Nit, maybe warning abatement on some compilers: organize the initializers into
two columns, eight rows, nulls for the trailing stuff (that supposedly
eliminates warnings, perhaps only for gcc -- what's the point of C initializers
if you can't leave stuff out and assume 0 static init!	I guess the idea is
that you forgot to include something; bleah).

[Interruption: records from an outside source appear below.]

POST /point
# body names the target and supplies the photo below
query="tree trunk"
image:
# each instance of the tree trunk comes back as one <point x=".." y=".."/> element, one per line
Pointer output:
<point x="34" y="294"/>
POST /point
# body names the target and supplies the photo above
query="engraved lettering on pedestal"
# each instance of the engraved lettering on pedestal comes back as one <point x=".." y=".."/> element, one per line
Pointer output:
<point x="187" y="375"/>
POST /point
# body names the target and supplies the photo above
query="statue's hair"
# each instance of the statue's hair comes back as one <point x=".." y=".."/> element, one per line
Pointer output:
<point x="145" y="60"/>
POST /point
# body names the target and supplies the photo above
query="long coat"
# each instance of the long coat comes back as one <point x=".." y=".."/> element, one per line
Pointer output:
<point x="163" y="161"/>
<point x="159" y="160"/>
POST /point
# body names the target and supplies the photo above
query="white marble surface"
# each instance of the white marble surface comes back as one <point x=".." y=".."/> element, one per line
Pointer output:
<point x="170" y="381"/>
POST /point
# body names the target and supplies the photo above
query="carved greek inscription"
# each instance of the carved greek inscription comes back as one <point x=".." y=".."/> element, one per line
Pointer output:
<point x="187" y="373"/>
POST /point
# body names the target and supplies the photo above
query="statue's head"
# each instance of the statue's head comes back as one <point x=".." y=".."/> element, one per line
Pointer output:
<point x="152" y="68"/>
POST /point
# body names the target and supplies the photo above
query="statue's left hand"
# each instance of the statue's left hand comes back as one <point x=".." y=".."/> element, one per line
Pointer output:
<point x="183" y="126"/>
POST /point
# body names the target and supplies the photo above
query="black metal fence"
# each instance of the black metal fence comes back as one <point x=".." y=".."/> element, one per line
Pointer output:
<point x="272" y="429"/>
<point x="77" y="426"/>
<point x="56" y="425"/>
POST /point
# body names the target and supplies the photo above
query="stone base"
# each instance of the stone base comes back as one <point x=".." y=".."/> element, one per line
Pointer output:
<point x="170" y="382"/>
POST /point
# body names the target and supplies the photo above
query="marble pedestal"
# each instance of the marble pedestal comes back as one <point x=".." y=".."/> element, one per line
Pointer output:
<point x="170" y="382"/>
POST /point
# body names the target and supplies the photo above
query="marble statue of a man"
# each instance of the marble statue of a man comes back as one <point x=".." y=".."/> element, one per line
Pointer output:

sr=me, thanks for tackling this.

/be

Comment 14

[Asa Dotzler [:asa]]

can we get this landed and verified on the trunk today so that we can properly
evaluate for the branch?

Comment 15

[Blake Kaplan (:mrbkap) (inactive)]

Fix checked into trunk.

Comment 16

[Asa Dotzler [:asa]]

who can verify this on today's trunk build? 

Comment 17

[Brendan Eich [:brendan]]

Asa: you can, with the attached testcase.

/be

Comment 18

[Daniel Veditz [:dveditz]]

Verified on trunk. Note: second testcase still shows nsXBLPrototypeScript
compilation scope, the fix as demonstrated in the first testcase is that we
don't let people use the object.

Comment 19

[Blake Kaplan (:mrbkap) (inactive)]

Fix checked into MOZILLA_1_8_BRANCH.

Comment 20

[Daniel Veditz [:dveditz]]

Comment on attachment 200022 [details] [diff] [review]
updated to comments

aviary101/moz17 landing approval: a=dveditz for drivers. Please add the fixed1.7.13 and fixed-aviary1.0.8 keywords when landed.

Comment 21

[Blake Kaplan (:mrbkap) (inactive)]

This is now fixed on the 1.7 branches (see my comment in bug 313236).

Comment 22

[Jay Patel [:jay]]

v.fixed on 1.0.1 Aviary branch with Mozilla/5.0 (Windows; U; Windows NT 5.1; en-US; rv:1.7.13) Gecko/20060213 Firefox/1.0.8, saw the same results as dveditz did in comment #18 using the testcases.